O POIA
16 de Maio de 2005
Poia é um termo que caiu em desuso e serve
para designar a pessoa preguiçosa. Estaciona num lugar e não tem
coragem de levantar-se para coisa alguma. Incapaz de se mexer para
ajudar quem quer que seja, pois não faz nada nem por si mesmo. Não
quer nada com a hora do Brasil. Só de falar em trabalho, cansa.

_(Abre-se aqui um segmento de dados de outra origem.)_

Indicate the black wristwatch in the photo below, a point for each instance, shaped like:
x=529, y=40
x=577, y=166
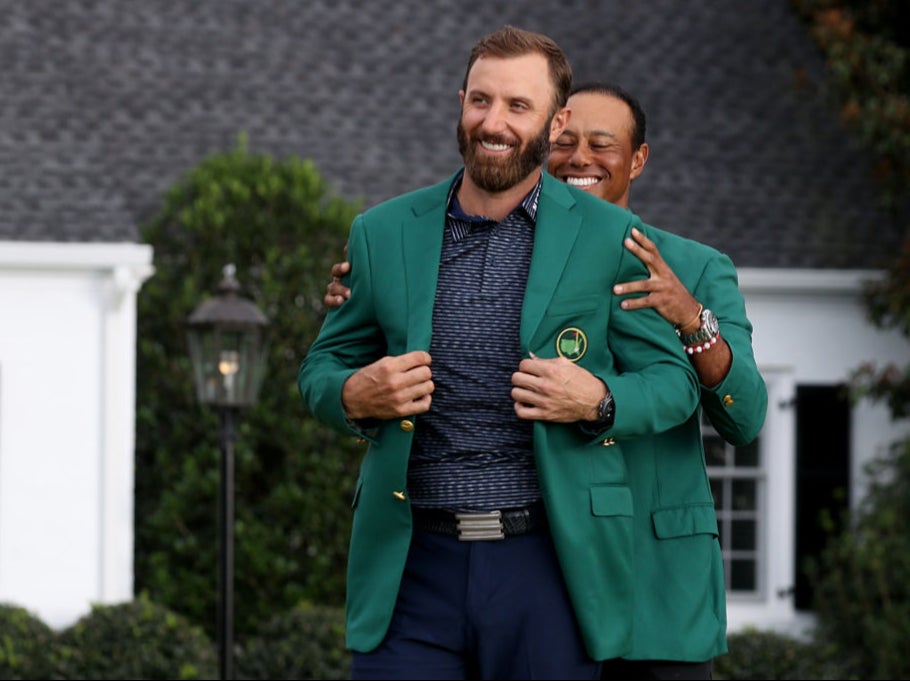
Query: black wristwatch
x=605, y=411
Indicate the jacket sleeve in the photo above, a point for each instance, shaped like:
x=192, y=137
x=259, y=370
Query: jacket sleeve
x=349, y=339
x=736, y=406
x=656, y=387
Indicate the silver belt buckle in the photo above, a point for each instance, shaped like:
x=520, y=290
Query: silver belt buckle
x=480, y=526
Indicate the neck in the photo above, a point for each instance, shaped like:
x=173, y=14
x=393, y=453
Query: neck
x=495, y=205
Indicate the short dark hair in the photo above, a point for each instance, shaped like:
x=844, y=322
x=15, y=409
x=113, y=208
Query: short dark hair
x=509, y=41
x=639, y=123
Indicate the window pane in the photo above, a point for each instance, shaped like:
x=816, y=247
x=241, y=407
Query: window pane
x=714, y=451
x=742, y=575
x=743, y=535
x=717, y=489
x=747, y=457
x=744, y=497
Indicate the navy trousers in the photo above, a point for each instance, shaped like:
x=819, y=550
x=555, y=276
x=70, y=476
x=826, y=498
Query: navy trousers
x=480, y=610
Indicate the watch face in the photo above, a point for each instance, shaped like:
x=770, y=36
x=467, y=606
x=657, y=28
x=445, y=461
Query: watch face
x=709, y=320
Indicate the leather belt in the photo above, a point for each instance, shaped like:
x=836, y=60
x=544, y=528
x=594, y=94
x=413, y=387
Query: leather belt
x=487, y=526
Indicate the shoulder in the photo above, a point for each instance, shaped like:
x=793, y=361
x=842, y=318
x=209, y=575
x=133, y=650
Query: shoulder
x=416, y=201
x=670, y=244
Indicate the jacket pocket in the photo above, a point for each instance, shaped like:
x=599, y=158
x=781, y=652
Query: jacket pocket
x=685, y=521
x=611, y=501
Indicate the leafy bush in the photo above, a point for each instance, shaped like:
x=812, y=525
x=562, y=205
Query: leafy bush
x=306, y=642
x=135, y=640
x=294, y=478
x=756, y=654
x=26, y=644
x=862, y=578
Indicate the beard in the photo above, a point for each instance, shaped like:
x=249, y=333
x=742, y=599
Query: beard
x=499, y=174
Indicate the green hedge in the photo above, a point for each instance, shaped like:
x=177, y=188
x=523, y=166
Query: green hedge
x=141, y=640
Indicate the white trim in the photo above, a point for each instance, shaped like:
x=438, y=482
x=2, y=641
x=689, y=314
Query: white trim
x=779, y=280
x=33, y=255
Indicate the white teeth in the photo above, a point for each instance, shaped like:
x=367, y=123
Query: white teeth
x=582, y=181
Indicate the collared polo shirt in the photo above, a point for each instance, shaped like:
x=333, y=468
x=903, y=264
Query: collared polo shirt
x=471, y=452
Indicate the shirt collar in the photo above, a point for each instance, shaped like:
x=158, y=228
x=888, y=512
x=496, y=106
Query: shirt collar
x=462, y=223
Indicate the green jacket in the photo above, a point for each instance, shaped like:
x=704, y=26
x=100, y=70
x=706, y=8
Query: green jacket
x=394, y=251
x=680, y=597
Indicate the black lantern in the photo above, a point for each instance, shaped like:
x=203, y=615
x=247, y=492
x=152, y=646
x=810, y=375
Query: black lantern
x=227, y=338
x=228, y=348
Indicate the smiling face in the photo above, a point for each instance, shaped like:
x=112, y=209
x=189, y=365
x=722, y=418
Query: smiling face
x=595, y=152
x=507, y=120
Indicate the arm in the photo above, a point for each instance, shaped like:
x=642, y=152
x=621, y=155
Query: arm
x=737, y=405
x=733, y=393
x=335, y=291
x=653, y=383
x=345, y=375
x=676, y=304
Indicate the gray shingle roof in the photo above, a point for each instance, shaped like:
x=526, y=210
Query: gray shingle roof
x=106, y=103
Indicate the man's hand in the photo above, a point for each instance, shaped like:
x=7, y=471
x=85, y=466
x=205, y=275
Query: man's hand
x=390, y=388
x=556, y=390
x=336, y=292
x=666, y=293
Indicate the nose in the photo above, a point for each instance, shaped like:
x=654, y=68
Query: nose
x=495, y=119
x=580, y=155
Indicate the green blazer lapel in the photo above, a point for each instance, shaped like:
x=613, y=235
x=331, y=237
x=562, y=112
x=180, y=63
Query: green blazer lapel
x=554, y=236
x=422, y=232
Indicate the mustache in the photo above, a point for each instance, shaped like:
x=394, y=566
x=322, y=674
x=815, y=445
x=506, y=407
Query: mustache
x=495, y=139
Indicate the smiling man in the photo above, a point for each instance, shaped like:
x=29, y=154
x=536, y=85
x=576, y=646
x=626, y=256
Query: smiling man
x=680, y=606
x=492, y=528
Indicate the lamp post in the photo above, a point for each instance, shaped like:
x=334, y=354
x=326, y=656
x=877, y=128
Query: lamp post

Deprecia os que labutam. Quer que tudo chegue às suas mãos sem o
mínimo esforço. Não esquenta, justamente para dar um tempo, refletir
e não tomar nenhuma atitude. Acorda tão tarde que perde a hora de ir
para a praia e resolve parar no bar para pôr as idéias em ordem.
Como se fosse possível.
Quando a virgindade pesava na assinatura dos contratos de
casamento, não achava nada demais os sicilianos recomendarem aos
recém-casados exibirem o lençol manchado de sangue. Reflexo de uma
cultura machista que não deixava por menos, tinha de engravidar logo
no primeiro dia, evoluindo depois para “cavalo amarrado ainda
pasta”. A celebração da sociedade do poia com o vampiro.
Useiro e
vezeiro em trocar idéias com esposas insatisfeitas de amigos do
peito - o pecado sempre mora ao lado -, cujo percurso marcado por
infidelidades conhecia. Para pegar as sobras de mulheres que
transferem a culpa de serem obrigadas a trair para o sexo oposto.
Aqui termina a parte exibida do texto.